The critique by OHE’s Barnsley et al accepts the premise that NICE’s cost-effectiveness threshold should be set equal to the budget decrease that would cause the NHS to produce one less QALY. However, it argues that the £12,936 estimate has two serious difficulties: (1) important data are unavailable and therefore assumptions have to be made and (2) the result is very sensitive to those assumptions, several of which Barnsley et al challenge.
The first serious difficulty is with the type of data available.
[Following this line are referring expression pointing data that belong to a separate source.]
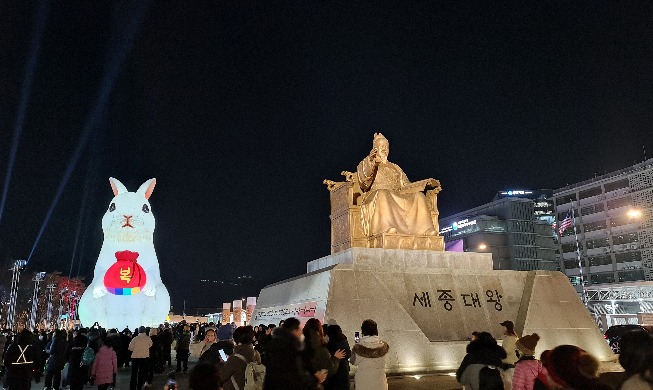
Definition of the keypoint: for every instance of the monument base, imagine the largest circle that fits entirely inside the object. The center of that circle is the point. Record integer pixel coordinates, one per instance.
(428, 303)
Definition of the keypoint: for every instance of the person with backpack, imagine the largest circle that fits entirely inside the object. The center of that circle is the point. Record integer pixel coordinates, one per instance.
(105, 366)
(243, 369)
(210, 352)
(56, 349)
(157, 359)
(338, 341)
(183, 349)
(369, 354)
(527, 368)
(19, 362)
(481, 367)
(79, 356)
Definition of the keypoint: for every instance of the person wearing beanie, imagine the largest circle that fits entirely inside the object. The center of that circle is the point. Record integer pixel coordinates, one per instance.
(527, 368)
(508, 344)
(482, 353)
(570, 367)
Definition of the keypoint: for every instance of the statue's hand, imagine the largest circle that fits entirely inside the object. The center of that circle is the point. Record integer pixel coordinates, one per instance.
(432, 182)
(149, 289)
(100, 291)
(374, 156)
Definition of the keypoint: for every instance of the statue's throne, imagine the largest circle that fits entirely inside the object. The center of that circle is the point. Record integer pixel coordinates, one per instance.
(347, 227)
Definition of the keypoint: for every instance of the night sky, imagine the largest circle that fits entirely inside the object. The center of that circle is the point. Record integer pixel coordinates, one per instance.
(240, 109)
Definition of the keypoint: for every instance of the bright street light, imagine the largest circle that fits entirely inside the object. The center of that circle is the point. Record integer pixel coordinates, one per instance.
(634, 213)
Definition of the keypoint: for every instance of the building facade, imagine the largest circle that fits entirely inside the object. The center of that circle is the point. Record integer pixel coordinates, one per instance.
(515, 227)
(607, 251)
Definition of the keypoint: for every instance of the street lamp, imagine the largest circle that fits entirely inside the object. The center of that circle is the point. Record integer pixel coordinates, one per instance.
(634, 213)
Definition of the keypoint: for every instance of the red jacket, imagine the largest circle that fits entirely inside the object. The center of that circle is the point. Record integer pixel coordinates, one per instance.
(104, 366)
(525, 373)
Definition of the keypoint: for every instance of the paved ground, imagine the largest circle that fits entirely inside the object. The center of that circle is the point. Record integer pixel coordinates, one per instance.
(423, 382)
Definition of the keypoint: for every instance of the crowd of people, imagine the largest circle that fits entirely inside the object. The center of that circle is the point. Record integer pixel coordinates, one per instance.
(285, 356)
(289, 356)
(513, 365)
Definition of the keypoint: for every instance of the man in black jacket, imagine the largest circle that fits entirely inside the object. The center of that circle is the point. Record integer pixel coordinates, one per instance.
(77, 371)
(19, 362)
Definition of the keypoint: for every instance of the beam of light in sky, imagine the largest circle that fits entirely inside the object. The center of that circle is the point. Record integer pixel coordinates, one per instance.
(25, 92)
(117, 55)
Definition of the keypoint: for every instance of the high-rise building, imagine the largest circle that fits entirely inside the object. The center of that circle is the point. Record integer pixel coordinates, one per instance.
(607, 248)
(515, 227)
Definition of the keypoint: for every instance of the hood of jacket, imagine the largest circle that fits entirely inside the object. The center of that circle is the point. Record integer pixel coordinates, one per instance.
(371, 347)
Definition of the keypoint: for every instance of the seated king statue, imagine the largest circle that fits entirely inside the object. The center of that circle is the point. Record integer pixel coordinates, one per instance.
(391, 203)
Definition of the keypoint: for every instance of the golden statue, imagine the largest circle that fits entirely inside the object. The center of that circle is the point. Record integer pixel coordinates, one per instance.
(391, 203)
(378, 207)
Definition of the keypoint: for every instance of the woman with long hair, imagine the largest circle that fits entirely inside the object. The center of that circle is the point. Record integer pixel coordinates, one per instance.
(317, 357)
(338, 341)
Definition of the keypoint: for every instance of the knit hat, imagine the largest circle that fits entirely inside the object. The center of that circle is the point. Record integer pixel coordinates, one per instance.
(570, 366)
(509, 325)
(527, 344)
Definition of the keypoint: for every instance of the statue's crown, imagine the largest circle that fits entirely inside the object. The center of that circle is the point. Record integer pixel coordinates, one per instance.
(379, 137)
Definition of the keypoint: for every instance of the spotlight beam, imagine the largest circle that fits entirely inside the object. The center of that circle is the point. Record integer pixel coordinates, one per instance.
(25, 92)
(120, 51)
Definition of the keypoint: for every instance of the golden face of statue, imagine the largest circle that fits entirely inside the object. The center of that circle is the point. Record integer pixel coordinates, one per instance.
(382, 148)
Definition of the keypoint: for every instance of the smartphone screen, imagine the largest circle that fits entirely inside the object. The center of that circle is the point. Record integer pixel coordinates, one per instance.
(223, 355)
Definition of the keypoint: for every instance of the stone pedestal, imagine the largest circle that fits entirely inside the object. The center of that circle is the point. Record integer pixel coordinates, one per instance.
(428, 303)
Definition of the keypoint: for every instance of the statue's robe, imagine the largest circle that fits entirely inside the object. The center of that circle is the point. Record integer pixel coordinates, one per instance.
(388, 203)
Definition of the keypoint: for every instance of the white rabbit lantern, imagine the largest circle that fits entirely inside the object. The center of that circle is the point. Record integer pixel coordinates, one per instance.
(126, 290)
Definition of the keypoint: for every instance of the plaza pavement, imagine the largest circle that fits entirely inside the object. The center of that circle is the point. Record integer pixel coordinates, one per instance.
(439, 381)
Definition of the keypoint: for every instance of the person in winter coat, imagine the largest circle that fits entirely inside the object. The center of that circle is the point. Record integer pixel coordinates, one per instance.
(508, 345)
(527, 368)
(56, 349)
(167, 339)
(482, 352)
(183, 348)
(105, 365)
(338, 341)
(636, 357)
(570, 367)
(40, 357)
(19, 362)
(369, 354)
(204, 376)
(232, 374)
(140, 347)
(157, 359)
(124, 354)
(284, 366)
(210, 352)
(317, 357)
(77, 372)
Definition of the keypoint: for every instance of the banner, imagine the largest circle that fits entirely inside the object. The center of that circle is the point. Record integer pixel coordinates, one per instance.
(226, 312)
(238, 312)
(251, 305)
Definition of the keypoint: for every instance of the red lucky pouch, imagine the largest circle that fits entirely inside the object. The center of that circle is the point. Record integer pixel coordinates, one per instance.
(125, 276)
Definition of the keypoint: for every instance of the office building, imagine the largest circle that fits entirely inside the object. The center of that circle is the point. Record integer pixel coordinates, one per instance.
(607, 248)
(515, 227)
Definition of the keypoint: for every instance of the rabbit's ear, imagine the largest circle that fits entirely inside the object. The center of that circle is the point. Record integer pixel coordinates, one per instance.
(117, 186)
(146, 188)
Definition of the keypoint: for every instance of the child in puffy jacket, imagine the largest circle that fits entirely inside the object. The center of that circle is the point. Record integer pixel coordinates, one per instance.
(105, 366)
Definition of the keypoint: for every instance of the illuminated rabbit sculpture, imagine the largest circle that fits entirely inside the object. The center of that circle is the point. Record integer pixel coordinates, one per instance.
(126, 289)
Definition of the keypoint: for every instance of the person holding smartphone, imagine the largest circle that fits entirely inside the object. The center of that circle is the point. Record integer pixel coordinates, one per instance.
(232, 373)
(210, 352)
(319, 360)
(338, 341)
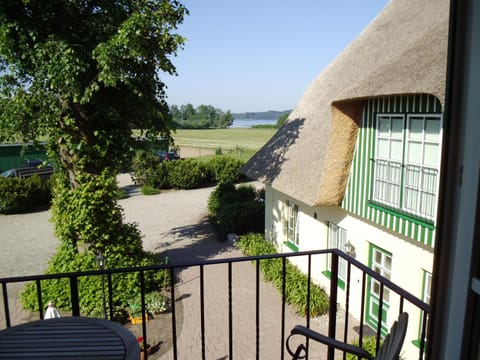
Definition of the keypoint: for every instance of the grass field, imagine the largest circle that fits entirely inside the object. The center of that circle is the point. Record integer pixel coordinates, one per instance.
(239, 141)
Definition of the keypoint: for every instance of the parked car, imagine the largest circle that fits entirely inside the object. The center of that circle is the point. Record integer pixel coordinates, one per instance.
(33, 162)
(9, 173)
(44, 172)
(167, 155)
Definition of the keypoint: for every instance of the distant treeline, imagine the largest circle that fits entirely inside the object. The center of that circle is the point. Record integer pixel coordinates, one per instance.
(201, 117)
(207, 117)
(271, 114)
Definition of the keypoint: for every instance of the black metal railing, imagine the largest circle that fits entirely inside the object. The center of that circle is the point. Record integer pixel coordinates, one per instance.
(348, 294)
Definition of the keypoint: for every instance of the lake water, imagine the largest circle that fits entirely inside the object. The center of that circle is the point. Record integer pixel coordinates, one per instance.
(246, 123)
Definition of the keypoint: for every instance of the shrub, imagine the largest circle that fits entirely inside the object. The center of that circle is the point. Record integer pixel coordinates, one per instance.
(17, 195)
(239, 210)
(296, 282)
(224, 169)
(149, 170)
(87, 219)
(124, 285)
(185, 174)
(150, 190)
(215, 198)
(144, 165)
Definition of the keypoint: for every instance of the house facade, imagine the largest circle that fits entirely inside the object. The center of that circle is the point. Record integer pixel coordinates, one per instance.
(356, 166)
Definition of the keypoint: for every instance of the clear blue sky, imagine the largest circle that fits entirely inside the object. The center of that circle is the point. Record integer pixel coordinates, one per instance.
(259, 55)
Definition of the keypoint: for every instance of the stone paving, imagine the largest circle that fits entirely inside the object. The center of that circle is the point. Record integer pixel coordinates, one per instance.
(190, 240)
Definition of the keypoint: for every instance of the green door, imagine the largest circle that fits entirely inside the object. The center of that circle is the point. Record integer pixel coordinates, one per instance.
(381, 262)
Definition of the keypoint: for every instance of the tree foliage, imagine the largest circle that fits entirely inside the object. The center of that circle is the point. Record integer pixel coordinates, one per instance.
(202, 117)
(85, 74)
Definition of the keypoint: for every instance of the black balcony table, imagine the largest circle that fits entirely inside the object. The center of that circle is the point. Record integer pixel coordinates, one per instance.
(69, 338)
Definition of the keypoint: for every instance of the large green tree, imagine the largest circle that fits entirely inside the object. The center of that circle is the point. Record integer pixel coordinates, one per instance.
(84, 74)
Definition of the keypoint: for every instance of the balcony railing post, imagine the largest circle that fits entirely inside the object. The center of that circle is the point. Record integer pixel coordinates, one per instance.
(5, 304)
(39, 298)
(74, 296)
(332, 310)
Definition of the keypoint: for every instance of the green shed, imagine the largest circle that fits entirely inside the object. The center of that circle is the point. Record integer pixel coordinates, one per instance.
(14, 155)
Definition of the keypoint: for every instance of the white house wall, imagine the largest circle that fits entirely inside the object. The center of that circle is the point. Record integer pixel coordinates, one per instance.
(409, 258)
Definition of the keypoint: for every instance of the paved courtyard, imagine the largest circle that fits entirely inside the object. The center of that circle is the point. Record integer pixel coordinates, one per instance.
(173, 224)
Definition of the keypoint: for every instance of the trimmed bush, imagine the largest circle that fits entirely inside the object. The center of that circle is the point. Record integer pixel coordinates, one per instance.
(296, 282)
(222, 169)
(185, 174)
(242, 217)
(235, 210)
(19, 195)
(215, 198)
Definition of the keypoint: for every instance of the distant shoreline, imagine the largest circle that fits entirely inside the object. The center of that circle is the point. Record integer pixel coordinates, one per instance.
(248, 123)
(262, 115)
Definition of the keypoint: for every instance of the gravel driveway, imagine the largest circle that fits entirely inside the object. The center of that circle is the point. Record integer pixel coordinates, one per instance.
(167, 221)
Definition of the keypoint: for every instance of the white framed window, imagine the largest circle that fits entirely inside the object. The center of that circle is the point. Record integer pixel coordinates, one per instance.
(292, 223)
(426, 292)
(337, 238)
(407, 161)
(381, 262)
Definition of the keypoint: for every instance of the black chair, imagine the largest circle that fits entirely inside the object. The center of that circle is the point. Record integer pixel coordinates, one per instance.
(390, 349)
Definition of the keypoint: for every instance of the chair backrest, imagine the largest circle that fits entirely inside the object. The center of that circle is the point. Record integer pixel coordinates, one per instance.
(392, 345)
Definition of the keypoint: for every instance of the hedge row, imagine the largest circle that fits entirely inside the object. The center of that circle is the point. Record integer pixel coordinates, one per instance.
(296, 282)
(19, 195)
(148, 170)
(237, 210)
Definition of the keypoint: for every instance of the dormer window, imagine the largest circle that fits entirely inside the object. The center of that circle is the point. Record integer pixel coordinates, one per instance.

Claxton et al take a snapshot of differences between PCTs and use that to predict changes in spending and mortality within individual PCTs. But this approach would not be justified if PCTs systematically differ in their decision making, e.g. for historical reasons. Furthermore, no data are available on how health spending improves patients’ quality of life. There are only mortality data and those are available only for some areas of spending. As a result, Claxton et al have to estimate quality-adjusted life-years, which they do based on an uncertain and possibly incorrect assumption about the relative skill of PCTs in improving quality of life versus reducing mortality.
The second critical difficulty noted in the critique by Barnsley et al is in the additional assumptions made by Claxton et al. These include, first, assuming that patients whose lives are saved will live as long as healthy people of the same age and, second, that these patients will enjoy better quality of life than the average patient with the same disease. If these assumptions do not hold, then Claxton et al overestimate the success of PCTs in improving health and consequently underestimate the NICE threshold.